Seizures. Seizures have been described in 50% of patients with Sotos syndrome and 18% of patients with Malan syndrome (43). Of individuals with Sotos syndrome and seizures, 10% to 50% had febrile seizures only (51; 37; 16). In a cohort of individuals with a clinical diagnosis of Sotos syndrome and seizures, two thirds had multiple seizure types, with staring spells, tonic-clonic seizures, and febrile seizures being the most common (16).
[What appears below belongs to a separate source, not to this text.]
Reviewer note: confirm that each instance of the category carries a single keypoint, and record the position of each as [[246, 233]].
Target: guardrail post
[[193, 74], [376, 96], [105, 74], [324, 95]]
Temporal lobe epilepsy may include olfactory, gustatory, or auditory hallucinations, automatisms, fear, auras (eg, abdominal aura) with or without behavioral arrest that could be confused with behavioral disorders. Infantile spasms, absence, and myoclonic seizures were also reported. In the majority of cases, seizures were easy to control with common antiepileptic drugs (37; 16).
Dental and oral findings. These include premature or ectopic tooth eruption, hypodontia, enamel hypoplasia, excessive tooth wear, maxillary and mandibular recession, talon cusps, fused teeth, expanded pulp cavity of deciduous teeth, and tooth agenesis (found in 69%) involving the premolars (especially the second) are noted (25). High arched palate and dental crowding were reported in few patients with Malan syndrome (43).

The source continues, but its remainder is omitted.